Esses atos podem ser, por exemplo: o ajuizamento da ação judicial; o reconhecimento formal da dívida pelo próprio Estado; ou o protocolo de pedido administrativo de indenização, que suspende o prazo até a resposta da Administração (art. 4º do Decreto 20.910/32).
Atos de terceiros — ex-prefeitos, políticos, servidores sem competência legal — não têm o poder de interromper o prazo. Eles são juridicamente inócuos, porque não partem de quem realmente responde pela obrigação.
O caso do Amazonas
O processo teve origem em municipio do Amazonas, onde um terreno particular foi usado ainda no passado para a construção de uma escola pública estadual. O dono do imóvel nunca recebeu indenização e, décadas depois, seu espólio entrou na Justiça para cobrar o valor devido.

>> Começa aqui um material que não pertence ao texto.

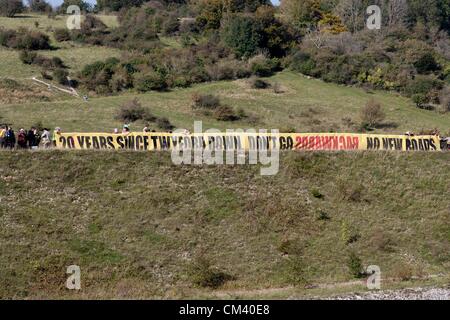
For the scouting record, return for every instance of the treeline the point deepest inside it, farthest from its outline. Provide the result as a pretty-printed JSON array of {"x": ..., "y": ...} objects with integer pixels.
[{"x": 229, "y": 39}]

O Tribunal de Justiça do Amazonas havia afastado a prescrição e condenado o Estado a indenizar o espólio. O TJAM entendeu que o prazo de 20 anos tinha sido interrompido quando um ex-prefeito de Itacoatiara assinou uma declaração reconhecendo a dívida, e que o pedido administrativo feito anos antes também havia suspenso a contagem até a resposta do governo do Estado do Amazonas, negando o direito.
O caso chegou ao STJ, e o entendimento foi revertido. O ministro Paulo Sérgio Domingues explicou que a declaração do ex-prefeito não tinha validade jurídica, porque foi assinada por quem já não ocupava o cargo e por ente diverso do devedor. A ação foi movida contra o Estado do Amazonas, não contra o município — logo, não havia ato interruptivo válido.
“O reconhecimento da dívida por terceiro não configura nenhuma das hipóteses interruptivas previstas no art. 172 do Código Civil de 1916 (atual art. 202 do CC/2002)”, afirmou o relator. Como entre o decreto estadual que formalizou a incorporação do imóvel e o pedido administrativo se passaram mais de 20 anos, o STJ concluiu que o direito de indenização estava prescrito.
O tempo e o direito
A decisão reforça uma linha consolidada na jurisprudência: a prescrição é instrumento de segurança jurídica e não pode ser afastada por gestos de boa vontade. Em matéria de desapropriação indireta, o tempo continua correndo até que algo juridicamente relevante — um pedido, uma confissão formal, uma ação judicial — o interrompa ou suspenda.